Les précédents, moins LOIS.

catherine. — Il faut que les servantes écoutent tout ce qui se passe !

heinrich. — Je parie que le bourgmestre est allé chercher le vin de la noce ?

catherine, riant. — C’est bien possible.

heinrich. — Oui… tout à l’heure encore, au Mouton-d’Or, on disait que Mlle Mathis et le maréchal des logis de gendarmerie Christian allaient bientôt se marier ensemble. Ça m’était difficile à croire. Christian est bien un brave et honnête homme, et un bel homme aussi, personne ne peut soutenir le contraire ; mais il n’a que sa solde, au lieu que Mlle Annette est le plus riche parti du village.

catherine. — Vous croyez donc, Heinrich, qu’il faut toujours regarder à l’argent ?

heinrich. — Non, non, au contraire ! Seulement, je pensais que le bourgmestre…

catherine. — Eh bien ! voilà ce qui vous trompe, Mathis n’a pas seulement demandé : — Combien avez-vous ? — Il a dit tout de suite : — Pourvu qu’Annette soit contente, moi je consens !

heinrich. — Et mademoiselle Annette est contente ?

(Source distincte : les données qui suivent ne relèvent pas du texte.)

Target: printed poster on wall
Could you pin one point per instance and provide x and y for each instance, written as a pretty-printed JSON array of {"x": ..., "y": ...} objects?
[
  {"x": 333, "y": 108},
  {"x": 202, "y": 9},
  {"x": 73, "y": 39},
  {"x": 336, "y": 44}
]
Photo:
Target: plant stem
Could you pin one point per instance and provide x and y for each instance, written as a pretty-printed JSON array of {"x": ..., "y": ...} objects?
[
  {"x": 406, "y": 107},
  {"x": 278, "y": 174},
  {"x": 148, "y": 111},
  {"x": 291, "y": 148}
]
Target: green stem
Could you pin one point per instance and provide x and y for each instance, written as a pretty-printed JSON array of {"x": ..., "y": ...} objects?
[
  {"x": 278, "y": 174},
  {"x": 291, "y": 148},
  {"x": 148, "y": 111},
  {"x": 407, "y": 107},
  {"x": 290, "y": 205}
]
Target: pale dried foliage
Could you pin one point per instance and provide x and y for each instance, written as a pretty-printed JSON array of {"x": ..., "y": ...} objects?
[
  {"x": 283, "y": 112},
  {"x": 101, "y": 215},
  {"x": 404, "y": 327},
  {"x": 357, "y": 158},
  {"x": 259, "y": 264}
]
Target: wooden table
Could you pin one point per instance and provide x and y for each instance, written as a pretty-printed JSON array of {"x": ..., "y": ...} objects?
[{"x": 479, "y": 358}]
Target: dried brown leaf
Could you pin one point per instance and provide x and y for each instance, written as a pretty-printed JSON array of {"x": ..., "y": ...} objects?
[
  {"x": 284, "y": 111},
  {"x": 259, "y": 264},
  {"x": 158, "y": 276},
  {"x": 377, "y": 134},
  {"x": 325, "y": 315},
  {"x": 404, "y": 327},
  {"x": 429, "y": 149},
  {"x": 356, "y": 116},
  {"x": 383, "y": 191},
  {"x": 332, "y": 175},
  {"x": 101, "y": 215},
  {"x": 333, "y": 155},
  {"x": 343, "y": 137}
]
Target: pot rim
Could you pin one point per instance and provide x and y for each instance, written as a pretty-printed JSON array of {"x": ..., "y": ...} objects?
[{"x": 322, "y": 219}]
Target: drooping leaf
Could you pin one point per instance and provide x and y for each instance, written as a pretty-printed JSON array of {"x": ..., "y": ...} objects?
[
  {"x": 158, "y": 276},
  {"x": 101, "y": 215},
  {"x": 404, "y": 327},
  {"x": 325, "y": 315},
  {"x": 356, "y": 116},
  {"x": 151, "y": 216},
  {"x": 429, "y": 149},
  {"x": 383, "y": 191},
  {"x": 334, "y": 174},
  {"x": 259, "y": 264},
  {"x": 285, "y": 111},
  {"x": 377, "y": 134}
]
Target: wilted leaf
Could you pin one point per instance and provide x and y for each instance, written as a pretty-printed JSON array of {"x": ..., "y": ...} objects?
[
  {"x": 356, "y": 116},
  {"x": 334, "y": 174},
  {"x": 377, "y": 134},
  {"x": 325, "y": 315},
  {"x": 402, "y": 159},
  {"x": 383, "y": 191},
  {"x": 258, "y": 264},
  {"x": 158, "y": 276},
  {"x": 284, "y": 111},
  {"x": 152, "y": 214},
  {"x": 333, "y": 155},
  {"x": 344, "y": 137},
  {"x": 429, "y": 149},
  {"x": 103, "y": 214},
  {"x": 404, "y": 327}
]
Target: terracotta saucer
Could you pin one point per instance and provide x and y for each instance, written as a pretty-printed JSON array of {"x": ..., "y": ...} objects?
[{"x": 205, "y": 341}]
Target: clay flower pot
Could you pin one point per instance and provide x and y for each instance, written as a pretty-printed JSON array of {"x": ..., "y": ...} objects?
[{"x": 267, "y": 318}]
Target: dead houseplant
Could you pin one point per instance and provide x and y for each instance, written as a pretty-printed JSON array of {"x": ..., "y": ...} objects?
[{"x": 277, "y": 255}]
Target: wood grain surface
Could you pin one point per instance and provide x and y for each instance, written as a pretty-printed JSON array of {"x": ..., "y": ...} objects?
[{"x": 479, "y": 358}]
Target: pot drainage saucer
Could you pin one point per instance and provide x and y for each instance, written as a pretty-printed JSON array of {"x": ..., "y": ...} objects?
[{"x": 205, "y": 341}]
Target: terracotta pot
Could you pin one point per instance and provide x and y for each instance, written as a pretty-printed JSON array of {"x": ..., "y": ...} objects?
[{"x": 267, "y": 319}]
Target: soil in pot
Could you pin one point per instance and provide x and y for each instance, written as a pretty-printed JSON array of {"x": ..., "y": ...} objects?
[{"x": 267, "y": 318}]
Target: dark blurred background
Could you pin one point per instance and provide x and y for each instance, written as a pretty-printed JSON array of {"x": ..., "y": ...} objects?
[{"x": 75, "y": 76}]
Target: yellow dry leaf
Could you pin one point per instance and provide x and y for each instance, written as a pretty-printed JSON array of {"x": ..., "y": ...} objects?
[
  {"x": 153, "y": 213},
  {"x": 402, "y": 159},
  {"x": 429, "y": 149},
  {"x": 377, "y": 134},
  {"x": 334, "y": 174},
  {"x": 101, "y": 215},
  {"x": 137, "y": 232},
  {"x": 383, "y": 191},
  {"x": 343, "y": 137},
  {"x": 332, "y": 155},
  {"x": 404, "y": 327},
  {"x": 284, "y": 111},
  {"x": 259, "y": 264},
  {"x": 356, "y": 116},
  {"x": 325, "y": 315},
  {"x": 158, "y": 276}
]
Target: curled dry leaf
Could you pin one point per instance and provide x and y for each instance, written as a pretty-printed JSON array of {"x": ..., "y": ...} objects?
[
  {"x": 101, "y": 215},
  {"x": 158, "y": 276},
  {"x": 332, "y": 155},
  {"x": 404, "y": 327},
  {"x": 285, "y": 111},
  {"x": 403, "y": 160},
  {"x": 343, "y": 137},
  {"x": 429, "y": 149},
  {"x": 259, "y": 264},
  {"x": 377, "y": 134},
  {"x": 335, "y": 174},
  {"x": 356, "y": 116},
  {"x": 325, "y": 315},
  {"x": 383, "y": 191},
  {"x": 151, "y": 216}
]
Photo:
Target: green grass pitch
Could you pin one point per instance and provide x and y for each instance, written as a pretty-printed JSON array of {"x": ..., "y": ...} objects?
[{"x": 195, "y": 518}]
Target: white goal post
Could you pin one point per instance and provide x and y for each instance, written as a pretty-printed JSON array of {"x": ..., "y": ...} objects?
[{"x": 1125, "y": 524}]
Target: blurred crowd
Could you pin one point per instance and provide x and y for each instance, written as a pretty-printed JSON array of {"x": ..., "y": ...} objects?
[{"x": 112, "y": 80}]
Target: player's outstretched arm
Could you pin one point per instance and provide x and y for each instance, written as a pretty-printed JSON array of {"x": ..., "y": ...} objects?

catherine. — Oui, elle aime Christian. Et comme nous ne voulons que le bonheur de notre enfant, nous ne regardons pas à la richesse.

heinrich. — Si vous êtes tous contents, moi, je suis content aussi ! Je trouve que M. Christian a de la chance, et je voudrais bien être à sa place.


IV


Les précédents, NICKEL.

nickel, entrant, un sac de farine sur la tête. — Votre sac de farine, maître Heinrich ; bien pesé !

heinrich. — C’est bon, Nickel, c’est bon, mets-le dans un coin.

catherine, allant à la porte de la cuisine. — Loïs, tu peux dresser la soupe de Nickel.